Our ethical duty is to be a little forgiving. It is hard when they go out and do terrible things, but I don’t think we should exclude them from organ waiting lists just because they are at higher risk. The high risk is related to being a teenager and everything that goes along with that.
How many of us got into trouble or went down the wrong road for a while when we were teenagers? I don’t think we want to exclude that group. Yes, the heart that Stokes got when he died in this police chase could have gone to someone else, but that is looking through the retrospective scope. Teenagers, even the ones who are showing signs of trouble, like Anthony Stokes, should be considered for organ transplantation.
Doctors should not sort the saints from the sinners. They often don’t have enough information to do it. In fact, if you look at the transplant waiting list, there are plenty of sinners on it anyway. There are people on the list who have tried to kill themselves. There are people on the list who abused alcohol. There are people on the list who used injectable drugs, have hepatitis, and have destroyed their livers. There are people who didn’t control their blood pressure, and people who are far too obese. The list of sinners is very long. Making judgments about who is and who isn’t worthy is not the doctor’s role.

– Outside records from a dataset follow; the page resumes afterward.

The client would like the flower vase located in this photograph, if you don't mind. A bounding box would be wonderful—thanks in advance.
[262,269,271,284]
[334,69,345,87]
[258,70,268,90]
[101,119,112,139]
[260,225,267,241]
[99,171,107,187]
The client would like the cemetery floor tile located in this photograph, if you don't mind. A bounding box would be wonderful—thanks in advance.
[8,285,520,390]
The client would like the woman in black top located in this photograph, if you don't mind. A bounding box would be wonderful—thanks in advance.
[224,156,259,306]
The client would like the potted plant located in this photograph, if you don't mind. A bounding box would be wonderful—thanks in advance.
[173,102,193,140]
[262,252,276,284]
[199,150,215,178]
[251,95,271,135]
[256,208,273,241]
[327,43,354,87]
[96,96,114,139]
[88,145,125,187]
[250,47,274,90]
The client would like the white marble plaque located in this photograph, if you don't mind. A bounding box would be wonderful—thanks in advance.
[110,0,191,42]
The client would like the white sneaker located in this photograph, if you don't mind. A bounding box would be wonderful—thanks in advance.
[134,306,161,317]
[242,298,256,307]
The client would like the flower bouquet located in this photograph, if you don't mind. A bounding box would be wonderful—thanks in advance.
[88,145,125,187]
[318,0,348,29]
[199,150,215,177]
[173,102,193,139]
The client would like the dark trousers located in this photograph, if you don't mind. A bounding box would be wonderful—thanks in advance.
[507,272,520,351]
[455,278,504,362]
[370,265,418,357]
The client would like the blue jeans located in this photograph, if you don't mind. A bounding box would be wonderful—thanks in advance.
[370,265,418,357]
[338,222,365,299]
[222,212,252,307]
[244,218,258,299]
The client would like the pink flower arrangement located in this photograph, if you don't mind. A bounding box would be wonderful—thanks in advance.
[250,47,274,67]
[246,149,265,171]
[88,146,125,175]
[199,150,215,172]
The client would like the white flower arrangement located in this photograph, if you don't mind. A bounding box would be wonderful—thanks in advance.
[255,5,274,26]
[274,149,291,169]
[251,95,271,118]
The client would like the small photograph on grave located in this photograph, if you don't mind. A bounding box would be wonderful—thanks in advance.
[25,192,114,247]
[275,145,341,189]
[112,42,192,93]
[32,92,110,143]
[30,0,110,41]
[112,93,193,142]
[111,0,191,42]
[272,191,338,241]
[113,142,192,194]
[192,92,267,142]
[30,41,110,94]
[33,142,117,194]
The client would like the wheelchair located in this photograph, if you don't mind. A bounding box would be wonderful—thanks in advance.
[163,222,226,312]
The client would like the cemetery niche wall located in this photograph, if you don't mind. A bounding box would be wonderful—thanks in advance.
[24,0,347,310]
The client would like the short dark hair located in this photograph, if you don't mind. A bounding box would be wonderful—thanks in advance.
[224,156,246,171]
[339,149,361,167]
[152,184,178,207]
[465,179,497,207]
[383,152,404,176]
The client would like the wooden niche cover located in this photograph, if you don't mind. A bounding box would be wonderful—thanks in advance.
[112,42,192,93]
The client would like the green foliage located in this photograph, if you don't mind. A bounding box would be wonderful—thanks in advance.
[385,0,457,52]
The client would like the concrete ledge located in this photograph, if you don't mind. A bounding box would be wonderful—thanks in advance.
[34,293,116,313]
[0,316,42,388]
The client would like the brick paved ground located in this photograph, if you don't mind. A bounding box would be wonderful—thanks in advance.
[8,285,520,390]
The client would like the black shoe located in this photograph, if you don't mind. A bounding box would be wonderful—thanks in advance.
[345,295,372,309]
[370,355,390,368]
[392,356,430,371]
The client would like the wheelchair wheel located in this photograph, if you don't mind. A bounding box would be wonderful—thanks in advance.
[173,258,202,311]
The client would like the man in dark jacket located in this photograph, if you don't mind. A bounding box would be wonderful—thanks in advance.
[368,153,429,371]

Doctors should try to figure out who might benefit and who can be helped, and leave the social and policy decisions about whether to accept someone who is a bad person, or a potentially socially undesirable person, to the legislators and politicians. It is not the doctor’s job. It is all of our jobs if we want to make restrictions on who can get a transplant because of their criminal or drug history or any other problems they might have.
I am Art Caplan at the NYU Langone Medical Center.